Small Improvements conducts Hackathons every few months which usually involves two days of hacking on an experimental project. Hacking doesn’t imply that it’s a “developers-only” affair either; other departments at Small Improvements like Customer Success and Marketing also get a chance to get experimental too. Hackathons usually give us a chance to really get creative about novel concepts and ideas for the product and company. It is about coming together as people to grow as a team – something that we at Small Improvements value as an important part of internal culture.

From Hackathon to Ship It Week

Being creative with innovative ideas is great, but how would we actually Ship It? We introduced the Ship It Week as new concept to extend our occasional Hackathons from 2 days of hacking to 5 days more serious hacking! In the first two days we had our regular experimental Hackathon, but afterwards had to decide which projects were feasible to “ship” until the end of the week. In the context of a feature in the Small Improvements feature, ship would mean: going live for customers!

How we did it!

It was all about coming together: Coming together in the morning of the first day to have a breakfast in the office, coming together to pitch ideas for the hacking days, and coming together as teams to hack away and get creative.

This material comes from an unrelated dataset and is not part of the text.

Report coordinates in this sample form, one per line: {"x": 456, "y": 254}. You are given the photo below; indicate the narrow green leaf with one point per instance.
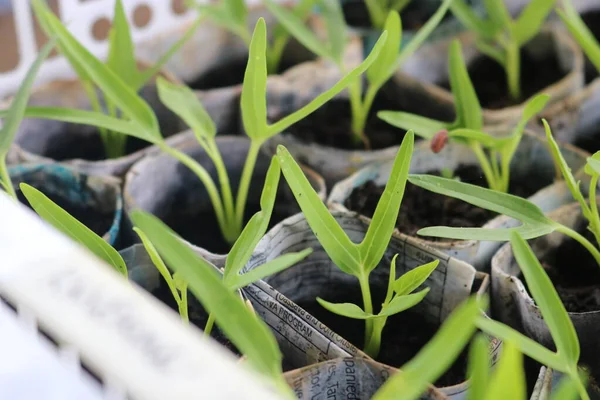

Teams were generally made up of a mixture of people who didn’t usually work together. The team size varied from 2 to 4 people and included developers, but also marketing and customer success people. In cases where one person wanted to work on a particular project, but nobody is they were able to decide to join another team or have a solo attempt.

Whiteboards, Food and Hangouts

The week was full of discussions regarding ideas, concepts and implementations Some ideas were on paper, some floated around the office in collaborative discussion, and others got ‘visual’ on the office whiteboards! Fortunately we had several of the latter spread across the office to brainstorm shippable projects.

In the evenings we arranged to have some food together – mostly ordered in and devoured at the office. Drinks followed afterwards – we keep our fridge filled, with a great mix of alcoholic and non-alcoholic beverages!

Since we have staff spread throughout the globe, we connected everyone via Google Hangouts in the evening for presentations. Sometimes we even eat together over the internet!

Shippable Projects

We used Trello to collect our ideas; later on we added more lanes to move our projects to the ‘Shipped’ status. By Friday, some projects were already shipped! One project improved some of our internal infrastructure to provide a better Customer Success experience and another focused on freshening up the color scheme and updating objective icons and message badges within Small Improvements. You can read more about these changes in our recent feature release blog post. Two other projects improved objective cloning and introduced guidance in Small Improvements.

Screen Shot 2016-08-12 at 15.16.48

Watch our little interview of Lucas, one of our UI/UX designer, and his project:

[vimeo 180569819 w=640 h=360]

Challenges

The team spirit at Small Improvements is always great. Everyone helps out and even though there was lots to organize for the Ship It Week, you’re never on your own.

From a product perspective, our first Ship It Week helped us a lot to realize some smaller projects that had been on our plates for a long time. The feature roadmap at Small Improvements is always filled and a Hackathon always gives some time to work on something different.

Since we already had Hackathons at Small Improvements, we were used to only tackling single projects over a couple of days, but for the Ship It Week we experienced something different: 5 days was enough time to slot in several mini projects as a team.

Taking Ownership

Personally the Ship It Week was a new challenge and opportunity for me to grow not only in my profession as an engineer, but also to grow in my soft skills by organizing an eventful week. Last but not least it wasn’t me alone. It wouldn’t happen without such great people around one to contribute to a great Startup culture!